Barnes, 28, started drawing and painting eight years ago. He attended Savannah College of Art and Design for film and sound design but discovered a hidden talent when he was required to take a life drawing class.
He has since done personal portraits for celebrities such as Matthew McConaughey, Susan Sarandon, Drew Brees and Andy Cohen. He often posts his work on Instagram to more than 30,000 followers.
Barnes usually works with his collaborative art partner Steven Swancoat. For his South Carolina murals, his team was artists Christine Lufty, Jay Talbot, Stephen Elliot Webb and Beau Difiore.
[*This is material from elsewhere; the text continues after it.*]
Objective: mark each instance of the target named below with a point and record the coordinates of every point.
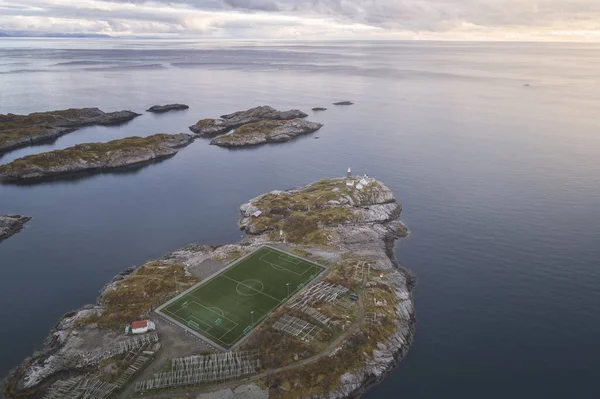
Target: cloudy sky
(557, 20)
The most meaningful work Barnes has done was the Pinckney tribute on the wall of the Redux Contemporary Art Center in Charleston, he said.
In addition to Pinckney, the mural features a quote from the senator and nine doves.
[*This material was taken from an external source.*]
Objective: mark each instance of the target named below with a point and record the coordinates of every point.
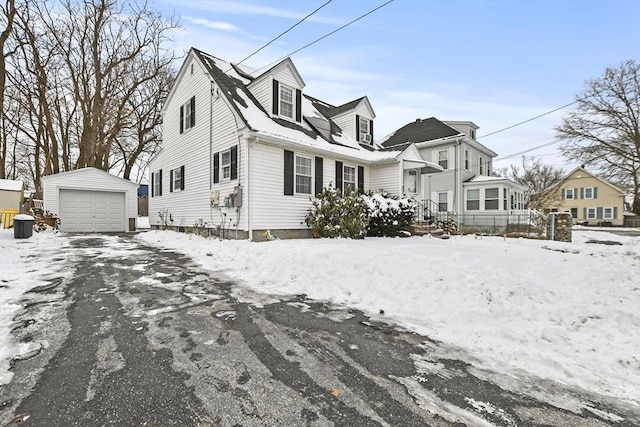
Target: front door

“I thought I could use my colorful backgrounds to create something that symbolizes love, and that no colors should matter, whether it’s black, white or purple,” Barnes said. “It was one of the biggest highlights of my career so far.”
Before Barnes returned to New York last week, he stopped to sign one of his murals at Row Gallery on Millwood Avenue.
Gallery owner Christi Arnette said the image of Frida Kahlo painting Salvador Dali’s face has brought attention and customers to her store.
“Everybody loves it. It’s been so great for us,” she said. “If I can get (Tripp) back, I want him to do the other side” of the building.
Barnes said he was simply happy to bring some color to an otherwise not-so-colorful street.
“Every city needs a place where people can admire art. That’s what I’m hoping to do with these murals, to give love and color to a city and state that I think needs some.”
Columbia murals by Tripp Davis Barnes
James Brown: Pelican’s Snoballs parking lot, 1900 Rosewood Drive.
Jim Morrison: Jake’s on Devine, 2112 Devine St.
Frank Sinatra and Sammy Davis Jr.: Cotton Gin in Five Points, 632 Harden St.
Frida Khalo painting Salvador Dali: Row Gallery, 2917 Millwood Avenue
Abstract piece: Sandel Elementary School library, 2700 Seminole Road.